Radiographic examination revealed that all third molars were present, with root formation remaining. Hand wrist radiograph and maturation stage of the cervical vertebrae (CS1) revealed a significant amount of growth remaining. Lateral cephalometric evaluation revealed a Class III skeletal base (ANB, - 30, Wits appraisal, -5mm) with retroclined lower incisors (L1 to N-B, 17°/2mm).

Treatment objectives

  1. Correction of anterior crossbite.

  2. Improvement of the skeletal jaw relationship.

  3. Achieve Class I molar relationship bilaterally.

  4. Achieve normal overjet and overbite.

  5. Correct the dental midline discrepancy.

  6. Obtain a harmonious soft tissue profile.

Treatment options

  1. The first treatment option was aimed at correction of the skeletal discrepancy in the maxilla-mandibular relationship by the use of a face-mask and a skeletally anchored hybrid-hyrax for maxillary protraction.

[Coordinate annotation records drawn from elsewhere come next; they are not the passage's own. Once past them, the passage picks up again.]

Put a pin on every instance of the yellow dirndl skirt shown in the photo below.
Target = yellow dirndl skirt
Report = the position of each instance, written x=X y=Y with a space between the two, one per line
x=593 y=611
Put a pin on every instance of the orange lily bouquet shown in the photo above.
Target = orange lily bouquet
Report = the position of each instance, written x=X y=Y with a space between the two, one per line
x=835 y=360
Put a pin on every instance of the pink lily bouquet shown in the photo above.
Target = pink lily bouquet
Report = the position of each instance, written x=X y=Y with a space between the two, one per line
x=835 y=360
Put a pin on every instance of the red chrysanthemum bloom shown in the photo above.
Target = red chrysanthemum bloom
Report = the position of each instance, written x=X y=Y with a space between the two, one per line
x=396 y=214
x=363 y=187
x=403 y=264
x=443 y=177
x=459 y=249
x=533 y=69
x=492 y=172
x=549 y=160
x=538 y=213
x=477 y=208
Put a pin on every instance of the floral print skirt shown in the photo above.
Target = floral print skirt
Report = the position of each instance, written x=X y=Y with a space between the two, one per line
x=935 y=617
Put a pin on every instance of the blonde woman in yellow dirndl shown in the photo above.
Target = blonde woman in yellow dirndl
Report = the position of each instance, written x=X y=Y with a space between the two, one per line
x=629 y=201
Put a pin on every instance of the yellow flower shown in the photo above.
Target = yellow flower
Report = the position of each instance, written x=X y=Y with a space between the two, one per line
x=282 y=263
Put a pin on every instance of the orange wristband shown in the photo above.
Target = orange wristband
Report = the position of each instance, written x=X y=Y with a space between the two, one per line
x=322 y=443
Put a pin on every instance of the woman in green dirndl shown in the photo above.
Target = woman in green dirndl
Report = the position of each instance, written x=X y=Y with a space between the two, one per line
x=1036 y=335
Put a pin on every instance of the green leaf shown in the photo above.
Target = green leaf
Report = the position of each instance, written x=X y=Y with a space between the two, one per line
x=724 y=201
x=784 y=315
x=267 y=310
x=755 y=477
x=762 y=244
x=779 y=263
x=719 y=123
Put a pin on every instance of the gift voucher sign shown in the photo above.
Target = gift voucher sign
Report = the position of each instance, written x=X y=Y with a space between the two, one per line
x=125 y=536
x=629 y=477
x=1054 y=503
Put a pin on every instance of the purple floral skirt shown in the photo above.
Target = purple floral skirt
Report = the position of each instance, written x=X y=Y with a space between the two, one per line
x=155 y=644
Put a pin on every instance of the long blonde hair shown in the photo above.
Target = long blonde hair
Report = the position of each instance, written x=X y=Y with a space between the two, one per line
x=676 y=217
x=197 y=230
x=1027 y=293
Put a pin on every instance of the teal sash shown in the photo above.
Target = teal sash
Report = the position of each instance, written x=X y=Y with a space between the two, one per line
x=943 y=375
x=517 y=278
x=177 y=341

  2. The second option was treatment with orthodontic fixed appliances and potential orthognathic surgery carried out in the fu­ture.

The first treatment plan needed strong patient compliance to achieve treatment success. The patient’s guardians were informed of it, and advised that unpredictable growth of the mandible could create the need for an intervention with orthognathic surgery during adulthood. Also, the patient’s guardians were explained the pros and cons of both the approaches.

The patient’s family agreed to the first treatment approach, with no extractions done to keep a future scope of orthognathic surgery if needed.

Treatment progress

Treatment was initiated with a posterior bite plate placed in the lower arch, and bonding in the upper arch using a pre adjusted edgewise fixed appliance (0.022′′x0.028′′ slot, 3M Unitek) with MBT prescription. Leveling and alignment was initiated in the upper arch with 0.014′′ NiTi, and continued with 0.016′′ NiTi and 0.016′′×0.022′′ NiTi (3M Unitek nitinol super elastic, USA). After sufficient leveling and alignment in the upper arch, the lower arch was bonded. The posterior bite plate was transferred to the upper arch to facilitate leveling and alignment in the lower arch.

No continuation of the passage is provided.